Understanding general principles that safeguard cellular identity should reveal critical insights into common mechanisms underlying specification of varied cell types. Here, we show that SUMO modification acts to stabilize cell fate in a variety of contexts. Hyposumoylation enhances pluripotency reprogramming in vitro and in vivo, increases lineage transdifferentiation, and facilitates leukemic cell differentiation. Suppressing sumoylation in embryonic stem cells (ESCs) promotes their conversion into 2-cell-embryo-like (2C-like) cells. During reprogramming to pluripotency, SUMO functions on fibroblastic enhancers to retain somatic transcription factors together with Oct4, Sox2, and Klf4, thus impeding somatic enhancer inactivation. In contrast, in ESCs, SUMO functions on heterochromatin to silence the 2C program, maintaining both proper H3K9me3 levels genome-wide and repression of the Dux locus by triggering recruitment of the sumoylated PRC1.6 and Kap/Setdb1 repressive complexes. Together, these studies show that SUMO acts on chromatin as a glue to stabilize key determinants of somatic and pluripotent states.

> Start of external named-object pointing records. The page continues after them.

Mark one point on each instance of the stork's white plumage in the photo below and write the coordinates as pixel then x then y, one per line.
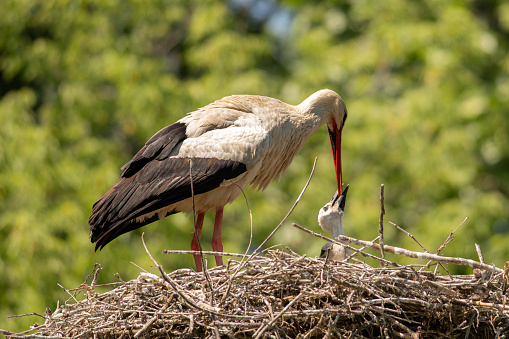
pixel 330 219
pixel 223 147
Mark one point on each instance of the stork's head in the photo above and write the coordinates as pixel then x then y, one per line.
pixel 331 109
pixel 330 217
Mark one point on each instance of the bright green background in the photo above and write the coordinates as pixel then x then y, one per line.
pixel 83 84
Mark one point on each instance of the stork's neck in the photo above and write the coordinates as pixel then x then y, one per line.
pixel 338 228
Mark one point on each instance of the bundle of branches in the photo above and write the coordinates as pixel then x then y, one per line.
pixel 280 294
pixel 285 295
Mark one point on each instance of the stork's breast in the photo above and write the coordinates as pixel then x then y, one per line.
pixel 242 144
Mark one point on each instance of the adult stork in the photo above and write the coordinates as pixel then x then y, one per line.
pixel 330 219
pixel 213 153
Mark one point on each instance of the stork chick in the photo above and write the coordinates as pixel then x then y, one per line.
pixel 330 219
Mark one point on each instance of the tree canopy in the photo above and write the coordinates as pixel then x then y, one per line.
pixel 83 84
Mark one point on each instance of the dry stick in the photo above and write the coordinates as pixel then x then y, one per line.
pixel 198 305
pixel 259 332
pixel 346 246
pixel 227 293
pixel 287 215
pixel 506 278
pixel 448 240
pixel 205 273
pixel 417 241
pixel 225 254
pixel 420 255
pixel 381 221
pixel 405 252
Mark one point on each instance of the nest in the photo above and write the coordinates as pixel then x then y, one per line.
pixel 285 295
pixel 280 294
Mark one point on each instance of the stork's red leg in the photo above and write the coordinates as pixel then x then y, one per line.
pixel 194 243
pixel 217 245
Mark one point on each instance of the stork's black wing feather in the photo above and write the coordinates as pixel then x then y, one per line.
pixel 151 181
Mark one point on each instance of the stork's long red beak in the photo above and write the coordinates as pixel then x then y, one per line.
pixel 335 140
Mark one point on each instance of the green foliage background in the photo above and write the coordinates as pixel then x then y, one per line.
pixel 83 84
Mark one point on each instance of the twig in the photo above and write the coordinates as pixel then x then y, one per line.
pixel 346 246
pixel 479 253
pixel 448 240
pixel 424 249
pixel 264 327
pixel 287 215
pixel 381 221
pixel 450 237
pixel 418 255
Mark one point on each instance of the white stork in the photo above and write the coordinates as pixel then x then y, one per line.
pixel 330 218
pixel 230 143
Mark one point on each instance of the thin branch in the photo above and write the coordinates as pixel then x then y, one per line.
pixel 448 240
pixel 318 235
pixel 264 327
pixel 381 221
pixel 287 215
pixel 224 254
pixel 417 241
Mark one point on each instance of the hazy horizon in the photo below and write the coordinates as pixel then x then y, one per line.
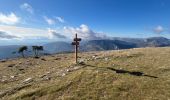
pixel 27 22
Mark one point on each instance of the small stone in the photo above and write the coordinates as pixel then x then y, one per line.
pixel 11 65
pixel 12 76
pixel 68 70
pixel 28 80
pixel 63 74
pixel 48 72
pixel 3 60
pixel 75 68
pixel 106 59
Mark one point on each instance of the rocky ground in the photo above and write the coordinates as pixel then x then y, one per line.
pixel 134 74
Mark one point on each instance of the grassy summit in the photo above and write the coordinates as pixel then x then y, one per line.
pixel 134 74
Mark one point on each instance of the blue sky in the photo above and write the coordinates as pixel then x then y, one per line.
pixel 58 20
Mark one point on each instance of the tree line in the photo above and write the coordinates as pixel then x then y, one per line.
pixel 35 50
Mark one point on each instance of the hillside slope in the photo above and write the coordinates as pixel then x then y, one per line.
pixel 134 74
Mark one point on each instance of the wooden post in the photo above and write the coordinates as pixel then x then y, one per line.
pixel 76 44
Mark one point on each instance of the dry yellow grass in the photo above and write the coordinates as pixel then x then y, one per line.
pixel 134 74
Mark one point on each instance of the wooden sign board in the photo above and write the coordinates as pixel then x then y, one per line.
pixel 77 39
pixel 75 43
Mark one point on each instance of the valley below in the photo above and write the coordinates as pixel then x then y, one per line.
pixel 129 74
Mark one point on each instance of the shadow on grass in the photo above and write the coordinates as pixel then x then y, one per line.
pixel 121 71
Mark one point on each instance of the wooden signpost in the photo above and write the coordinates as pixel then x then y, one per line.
pixel 76 44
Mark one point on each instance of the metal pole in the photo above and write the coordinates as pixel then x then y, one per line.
pixel 76 50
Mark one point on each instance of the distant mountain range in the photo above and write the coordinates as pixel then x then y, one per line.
pixel 91 45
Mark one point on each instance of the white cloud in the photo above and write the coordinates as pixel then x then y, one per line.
pixel 54 34
pixel 59 19
pixel 159 29
pixel 23 32
pixel 49 21
pixel 6 35
pixel 9 19
pixel 27 7
pixel 30 33
pixel 85 32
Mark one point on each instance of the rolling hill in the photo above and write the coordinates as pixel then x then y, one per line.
pixel 91 45
pixel 133 74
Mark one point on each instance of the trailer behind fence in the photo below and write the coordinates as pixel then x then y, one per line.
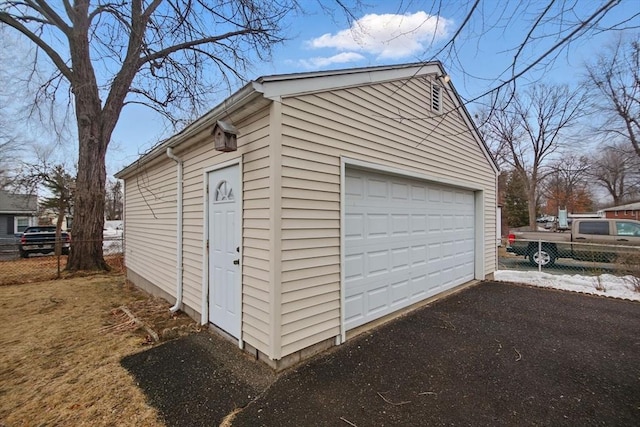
pixel 594 261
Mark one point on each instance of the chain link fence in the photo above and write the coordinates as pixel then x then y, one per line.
pixel 593 261
pixel 17 267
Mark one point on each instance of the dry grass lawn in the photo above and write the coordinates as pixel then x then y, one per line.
pixel 60 348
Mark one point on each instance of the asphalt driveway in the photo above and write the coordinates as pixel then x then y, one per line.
pixel 494 354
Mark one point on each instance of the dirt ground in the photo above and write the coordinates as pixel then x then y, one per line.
pixel 61 343
pixel 40 268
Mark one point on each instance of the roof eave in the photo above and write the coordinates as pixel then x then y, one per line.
pixel 236 101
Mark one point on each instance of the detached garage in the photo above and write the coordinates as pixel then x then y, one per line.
pixel 308 207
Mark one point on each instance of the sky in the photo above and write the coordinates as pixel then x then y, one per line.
pixel 407 31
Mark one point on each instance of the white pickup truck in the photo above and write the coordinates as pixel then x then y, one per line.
pixel 601 240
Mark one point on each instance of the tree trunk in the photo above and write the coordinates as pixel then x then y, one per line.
pixel 88 210
pixel 532 202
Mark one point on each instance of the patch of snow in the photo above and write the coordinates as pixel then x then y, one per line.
pixel 606 285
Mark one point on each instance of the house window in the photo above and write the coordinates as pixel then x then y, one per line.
pixel 436 98
pixel 21 223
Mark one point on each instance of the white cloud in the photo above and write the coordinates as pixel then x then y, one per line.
pixel 389 36
pixel 341 58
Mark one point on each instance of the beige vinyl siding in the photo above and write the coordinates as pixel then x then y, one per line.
pixel 150 219
pixel 253 147
pixel 151 242
pixel 388 124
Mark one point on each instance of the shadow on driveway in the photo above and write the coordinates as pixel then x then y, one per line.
pixel 494 354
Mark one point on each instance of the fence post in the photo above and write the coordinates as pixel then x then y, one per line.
pixel 539 255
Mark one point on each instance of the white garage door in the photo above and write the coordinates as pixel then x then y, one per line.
pixel 405 240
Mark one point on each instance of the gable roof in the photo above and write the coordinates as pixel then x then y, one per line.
pixel 18 204
pixel 260 92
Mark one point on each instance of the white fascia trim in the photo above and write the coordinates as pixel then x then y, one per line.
pixel 275 88
pixel 343 178
pixel 376 167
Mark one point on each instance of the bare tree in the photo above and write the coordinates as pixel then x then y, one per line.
pixel 526 130
pixel 160 53
pixel 565 186
pixel 168 54
pixel 617 170
pixel 615 82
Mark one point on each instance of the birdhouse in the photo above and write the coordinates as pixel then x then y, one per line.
pixel 225 136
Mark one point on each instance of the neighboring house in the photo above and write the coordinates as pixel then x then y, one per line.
pixel 353 195
pixel 17 212
pixel 628 211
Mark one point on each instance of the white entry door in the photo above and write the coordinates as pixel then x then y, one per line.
pixel 224 249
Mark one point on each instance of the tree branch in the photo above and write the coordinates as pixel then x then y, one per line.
pixel 51 53
pixel 190 44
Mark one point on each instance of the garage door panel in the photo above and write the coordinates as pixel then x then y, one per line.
pixel 405 240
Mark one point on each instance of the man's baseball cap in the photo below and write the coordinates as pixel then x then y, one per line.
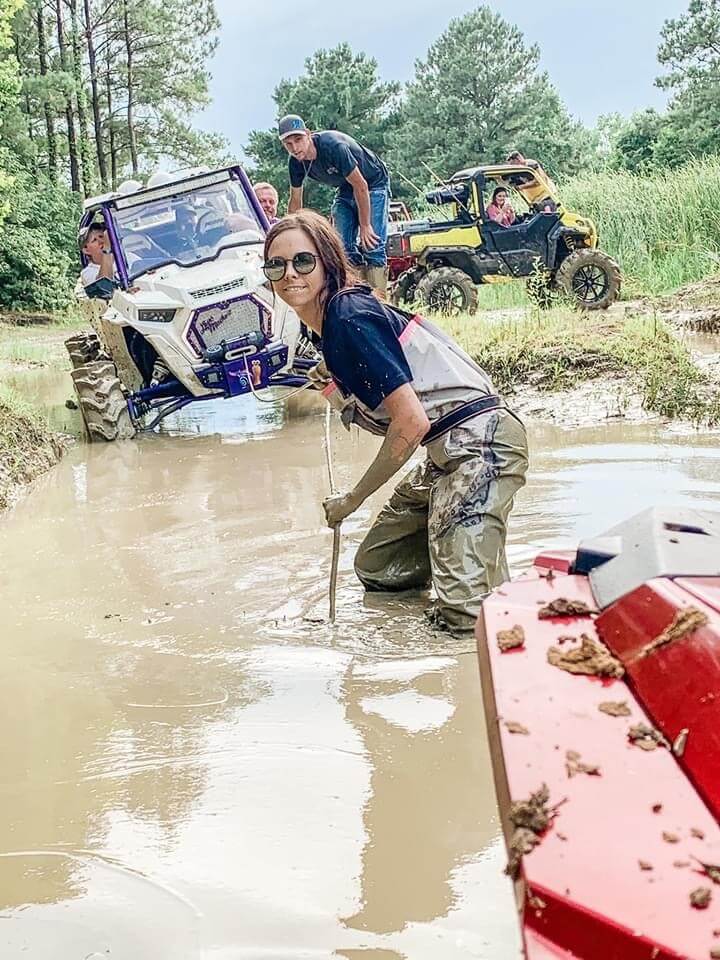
pixel 290 124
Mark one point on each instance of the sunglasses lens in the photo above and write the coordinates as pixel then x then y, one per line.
pixel 274 269
pixel 304 262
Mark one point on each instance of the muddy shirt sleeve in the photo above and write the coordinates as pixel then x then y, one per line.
pixel 364 355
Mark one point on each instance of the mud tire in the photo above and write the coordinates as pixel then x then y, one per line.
pixel 102 402
pixel 590 278
pixel 84 348
pixel 404 290
pixel 449 291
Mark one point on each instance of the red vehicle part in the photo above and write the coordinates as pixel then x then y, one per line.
pixel 613 874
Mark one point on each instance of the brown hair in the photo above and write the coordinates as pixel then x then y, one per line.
pixel 264 185
pixel 338 272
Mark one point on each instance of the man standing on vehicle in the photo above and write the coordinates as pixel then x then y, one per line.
pixel 360 209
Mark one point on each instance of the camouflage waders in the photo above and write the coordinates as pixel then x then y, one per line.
pixel 446 522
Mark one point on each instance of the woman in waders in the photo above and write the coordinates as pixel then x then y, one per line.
pixel 398 375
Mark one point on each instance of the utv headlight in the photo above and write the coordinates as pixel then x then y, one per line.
pixel 156 316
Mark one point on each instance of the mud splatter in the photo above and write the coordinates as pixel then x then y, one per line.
pixel 711 871
pixel 530 818
pixel 614 708
pixel 513 727
pixel 574 765
pixel 645 737
pixel 511 639
pixel 685 622
pixel 700 898
pixel 680 742
pixel 536 903
pixel 591 658
pixel 564 608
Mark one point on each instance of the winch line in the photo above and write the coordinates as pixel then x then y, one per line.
pixel 336 528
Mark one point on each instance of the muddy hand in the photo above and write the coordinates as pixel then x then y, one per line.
pixel 339 506
pixel 319 375
pixel 368 238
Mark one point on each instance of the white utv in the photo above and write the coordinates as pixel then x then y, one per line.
pixel 187 315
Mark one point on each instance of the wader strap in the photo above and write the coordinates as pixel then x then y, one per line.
pixel 460 414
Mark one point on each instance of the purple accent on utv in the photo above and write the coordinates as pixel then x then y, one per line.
pixel 254 202
pixel 117 252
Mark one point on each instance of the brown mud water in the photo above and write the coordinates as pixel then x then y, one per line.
pixel 194 766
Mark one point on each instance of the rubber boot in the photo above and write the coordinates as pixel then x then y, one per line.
pixel 377 278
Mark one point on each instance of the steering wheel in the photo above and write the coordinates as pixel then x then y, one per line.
pixel 210 220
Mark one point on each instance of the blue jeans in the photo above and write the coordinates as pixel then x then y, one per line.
pixel 345 217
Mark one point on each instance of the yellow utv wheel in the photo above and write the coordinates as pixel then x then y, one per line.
pixel 590 278
pixel 447 290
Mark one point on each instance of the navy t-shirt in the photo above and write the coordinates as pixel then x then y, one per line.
pixel 361 348
pixel 337 156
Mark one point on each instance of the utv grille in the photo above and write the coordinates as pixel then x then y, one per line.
pixel 226 322
pixel 203 292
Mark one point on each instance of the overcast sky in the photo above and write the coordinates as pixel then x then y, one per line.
pixel 601 56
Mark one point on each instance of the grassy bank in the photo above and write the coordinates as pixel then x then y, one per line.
pixel 558 349
pixel 28 447
pixel 663 229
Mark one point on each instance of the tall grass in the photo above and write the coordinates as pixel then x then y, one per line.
pixel 556 349
pixel 664 229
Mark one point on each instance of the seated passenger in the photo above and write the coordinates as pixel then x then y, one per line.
pixel 185 238
pixel 517 157
pixel 268 199
pixel 499 208
pixel 94 243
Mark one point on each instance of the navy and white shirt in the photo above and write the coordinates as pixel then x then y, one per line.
pixel 337 156
pixel 371 348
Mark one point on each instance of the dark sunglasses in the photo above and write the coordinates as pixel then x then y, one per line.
pixel 303 263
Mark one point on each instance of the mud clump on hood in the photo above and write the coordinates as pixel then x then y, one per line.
pixel 512 639
pixel 592 658
pixel 530 818
pixel 645 737
pixel 685 622
pixel 614 708
pixel 564 608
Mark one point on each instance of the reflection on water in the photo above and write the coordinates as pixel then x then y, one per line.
pixel 191 745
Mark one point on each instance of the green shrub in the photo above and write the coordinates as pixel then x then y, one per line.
pixel 38 255
pixel 663 228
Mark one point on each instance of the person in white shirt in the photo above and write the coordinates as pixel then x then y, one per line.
pixel 95 244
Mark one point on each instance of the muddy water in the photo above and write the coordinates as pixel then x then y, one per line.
pixel 195 765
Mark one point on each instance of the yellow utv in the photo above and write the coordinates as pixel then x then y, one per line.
pixel 440 263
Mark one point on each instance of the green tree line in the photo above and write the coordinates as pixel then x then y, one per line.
pixel 479 92
pixel 91 92
pixel 95 91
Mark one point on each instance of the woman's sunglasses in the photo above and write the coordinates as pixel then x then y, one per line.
pixel 303 263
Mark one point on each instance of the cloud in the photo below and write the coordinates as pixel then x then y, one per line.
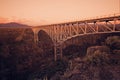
pixel 23 21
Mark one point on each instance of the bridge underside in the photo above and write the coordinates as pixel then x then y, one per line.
pixel 64 31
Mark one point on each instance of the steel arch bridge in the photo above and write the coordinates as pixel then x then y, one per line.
pixel 64 31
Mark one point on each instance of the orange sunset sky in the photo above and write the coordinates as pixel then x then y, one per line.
pixel 40 12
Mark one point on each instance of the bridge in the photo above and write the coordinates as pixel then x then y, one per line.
pixel 64 31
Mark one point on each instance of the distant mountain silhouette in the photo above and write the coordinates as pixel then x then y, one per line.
pixel 13 24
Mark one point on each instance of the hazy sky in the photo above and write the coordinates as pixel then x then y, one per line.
pixel 37 12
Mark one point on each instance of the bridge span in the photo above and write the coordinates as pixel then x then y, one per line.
pixel 64 31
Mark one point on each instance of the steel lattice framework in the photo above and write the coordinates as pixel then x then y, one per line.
pixel 64 31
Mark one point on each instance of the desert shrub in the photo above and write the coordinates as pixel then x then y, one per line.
pixel 113 42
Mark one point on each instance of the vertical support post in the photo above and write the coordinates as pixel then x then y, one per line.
pixel 77 28
pixel 114 24
pixel 61 51
pixel 97 28
pixel 85 28
pixel 55 53
pixel 70 30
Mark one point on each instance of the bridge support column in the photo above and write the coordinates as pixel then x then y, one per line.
pixel 57 52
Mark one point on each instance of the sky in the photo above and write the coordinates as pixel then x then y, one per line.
pixel 41 12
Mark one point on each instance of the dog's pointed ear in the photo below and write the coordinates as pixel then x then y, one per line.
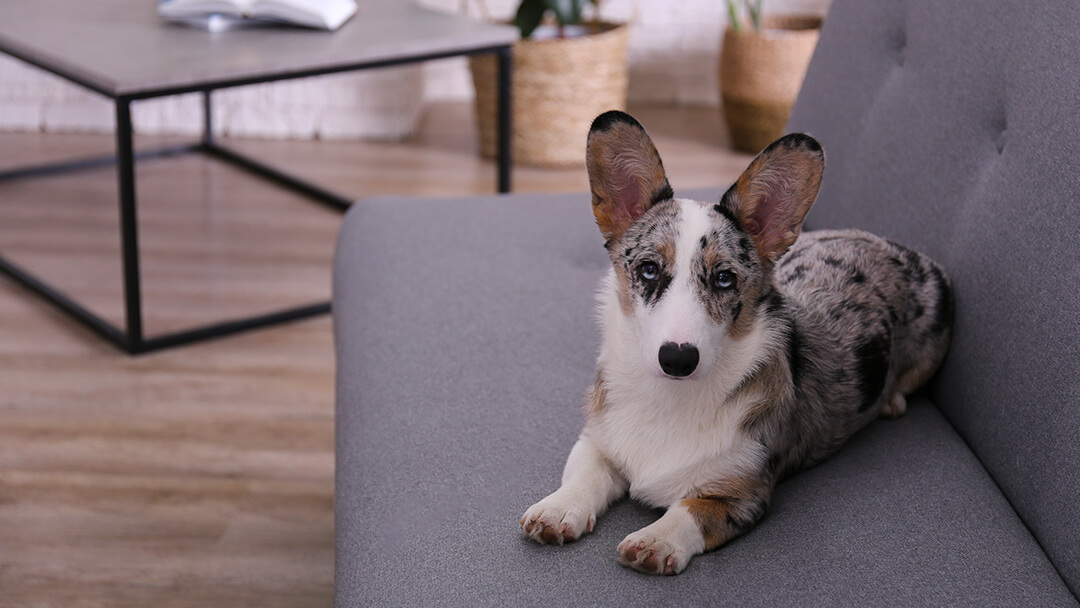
pixel 772 197
pixel 625 174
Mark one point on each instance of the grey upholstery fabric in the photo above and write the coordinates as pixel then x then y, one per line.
pixel 954 127
pixel 466 341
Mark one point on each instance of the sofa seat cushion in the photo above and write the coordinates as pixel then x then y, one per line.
pixel 466 340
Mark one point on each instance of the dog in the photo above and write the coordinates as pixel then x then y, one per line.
pixel 734 351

机译:了解保护蜂窝身份的一般原则应该揭示对不同细胞类型规范的普遍机制的关键见解。在这里,我们表明Sumo修改起到稳定细胞命运的各种背景。脱溶胶增强多能性重编程在体外和体内,增加谱系转移,并促进白血病细胞分化。抑制胚胎干细胞(ESC)中的平均促进其转化为2细胞 - 胚状(2C样)细胞。在对多能性的重新编程期间,SUMO功能在成纤维细胞增强子上,以将体细胞转录因子与OCT4,SOX2和KLF4一起保留,从而阻碍体细胞增强剂失活。相比之下,在ESC中,SUMO在异铬胺偶联以沉默2C程序,通过触发友好的PRC1.6和KAP / SETDB1压制复合物的募集来维持Dux Locus的适当H3K9ME3水平和抑制Dux Locus。这些研究在一起表明,Sumo作用于染色质作为胶水,以稳定体细胞和多能态的关键决定因素。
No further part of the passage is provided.